History

Great Britain
- Name: Wright
- Owner: Stephen Wright
- Builder: Thomas Hearn, North Shields
- Launched: 1794
- Captured: c. December 1809

General characteristics
- Tons burthen: 341 (bm)
- Armament: 1797:4 × 6-pounder + 2 × 3-pounder guns; Royal Navy:14 × 18-pounder carronades; 1810:6 × 6-pounder guns;

= Wright (1794 ship) =

Merchantman

Wright was a merchantman launched at Shields, Northumberland, in 1794 and owned by the Newcastle mariner and brewer, Stephen Wright. From 1797 to 1801 she was a hired armed ship for the British Royal Navy during which service she captured a French privateer. She then returned to mercantile service, sailing out of Newcastle, first as a transport and then trading between Newcastle and Charleston. She was captured circa December 1809.

==Career==
Wright first appeared in Lloyd's Register in the 1797 issue with E.Walker, master, Wright, owner, and trade Saint Petersburgh–Portsmouth.

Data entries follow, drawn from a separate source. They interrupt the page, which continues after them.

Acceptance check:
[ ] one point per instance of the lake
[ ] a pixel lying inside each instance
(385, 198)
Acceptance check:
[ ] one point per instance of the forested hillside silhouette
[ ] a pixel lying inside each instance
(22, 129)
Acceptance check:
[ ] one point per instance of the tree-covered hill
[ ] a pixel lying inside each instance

Armed ship: Wrights contract with the Admiralty lasted from 6 May 1797 to 5 December 1801. In May 1797 Commander Thomas Campbell commissioned Wright for the North Sea.

On 7 April 1798, Wright, Captain Thomas Campbell, was about six leagues from Huntcliff when she recaptured three colliers that a French privateer had captured earlier that morning. (Note: The three colliers were Spalding, of Boston, Ranger, of Yarmouth, and Elizabeth, of Wells. Ranger, of 89 tons (bm), J.England, master, had been launched at Yarmouth in 1789.) After securing the three colliers, Campbell set out after the privateer. He captured her after a chase of about six and a half hours during which she had thrown five of her six guns overboard. Her name was Marveilleuse and she had a crew of 39 men under the command of Pierre Lefevre. She was eight days out of Dunkirk and had only taken one collier the day before. (Note: Merveilleuse was a 27-ton (French; "of load") privateer schooner from Honfleur, built on a design by the naval architect Jean-Louis Pestel. She was commissioned in 1798.) On 13 April Lloyd's List (LL) reported that the armed ship Wrights had brought into Tynemouth a privateer of six guns and her three prizes. The privateer had left Dunkirk on 2 April in company with six other privateers.

Merchantman: Wright appeared in the Register of Shipping (RS) volume for 1802 with J.Mills, master, S.Wright, owner, and trade Newcastle transport.

| Year | Master | Owner | Trade | Source |
|---|---|---|---|---|
| 1806 | S.Mills | S.Wright | Newcastle transport | RS |
| 1810 | Gillespy | S.Wright | Newcastle–Charleston | RS |

==Fate==
LL reported on 2 January 1810 that Wright, Scott, master, of six guns and 17 men, had been captured and taken into Rotterdam.

RS continued to carry Wright for a number of years, but with data unchanged since 1809. LL had not carried Wright after the Admiralty hired her.